“It’s the holiday season,” as the song goes, and what’s December in Rhode Island without another Statehouse-tree related controversy? Mull that over along with my Friday column. Your thoughts and tips are welcome, as always at idonnis [at] ripr [dot] org.
Susan Pedgen, best known as the press secretary for Charles Fogarty during his two terms as lieutenant governor, has gotten the nod to become chief legal counsel for House Speaker Gordon Fox. She’s slated to start $121,308 job next Monday, December 3.
Pegden will be the first woman to be chief legal counsel for a speaker, according to Fox spokesman Larry Berman. As a resident of Hope Street, she is also a constituent of the speaker.
Governor Lincoln Chafee remains open to the idea of putting one person in charge of the state’s economic development efforts, although the precise approach for doing that hasn’t been decided, his office says.
Almost two months have passed since the Rhode Island Public Expenditure Council issued its recommendations for reshaping the state’s strategy to improving the economy.
While the outlook for same-sex marriage in the state Senate remains a question mark, one influential observer of Statehouse politics expects 2013 to be the year when it will squeak through the chamber.
Robert Walsh, executive director of the National Education Association Rhode Island, believes same-sex marriage will pass by a thin margin in the 38-member Senate.
House Speaker Gordon Fox has pledged to call a vote on the issue early in the new session.

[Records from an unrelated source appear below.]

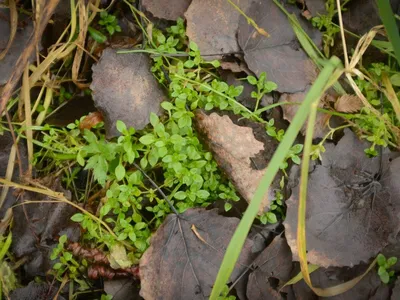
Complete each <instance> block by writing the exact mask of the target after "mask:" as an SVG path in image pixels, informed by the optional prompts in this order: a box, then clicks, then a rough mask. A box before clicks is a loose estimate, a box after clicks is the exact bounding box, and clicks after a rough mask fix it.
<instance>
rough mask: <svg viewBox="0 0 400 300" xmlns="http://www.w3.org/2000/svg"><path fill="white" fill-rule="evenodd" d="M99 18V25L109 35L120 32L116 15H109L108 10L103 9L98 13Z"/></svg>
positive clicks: (109, 14) (119, 28) (111, 34)
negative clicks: (99, 16) (103, 29)
mask: <svg viewBox="0 0 400 300" xmlns="http://www.w3.org/2000/svg"><path fill="white" fill-rule="evenodd" d="M100 18H101V20H100V21H99V25H101V26H102V27H103V28H105V29H106V30H107V32H108V34H109V35H110V36H112V35H113V34H114V33H115V32H121V27H120V26H119V25H118V20H117V17H116V16H114V15H110V14H109V13H108V12H106V11H105V10H103V11H102V12H101V13H100Z"/></svg>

Is there a Rhode Island lawmaker willing to embrace the get-it-all-out-there ethos of Twitter once the General Assembly launches a new session in January?
One of the legislature’s leading tweeters, Jon Brien, won’t be back after losing a write-in campaign to Woonsocket firefighter Stephen Casey. And Brien recently deactivated his Twitter handle (@RepJonDBrien50), as the ever-alert Chas Walker noticed.
It would provide the avenue we need to create open and constructive dialogue about whether we actually need 39 cities and towns or if we could go with smaller, more effective government in the form of regional or county administration.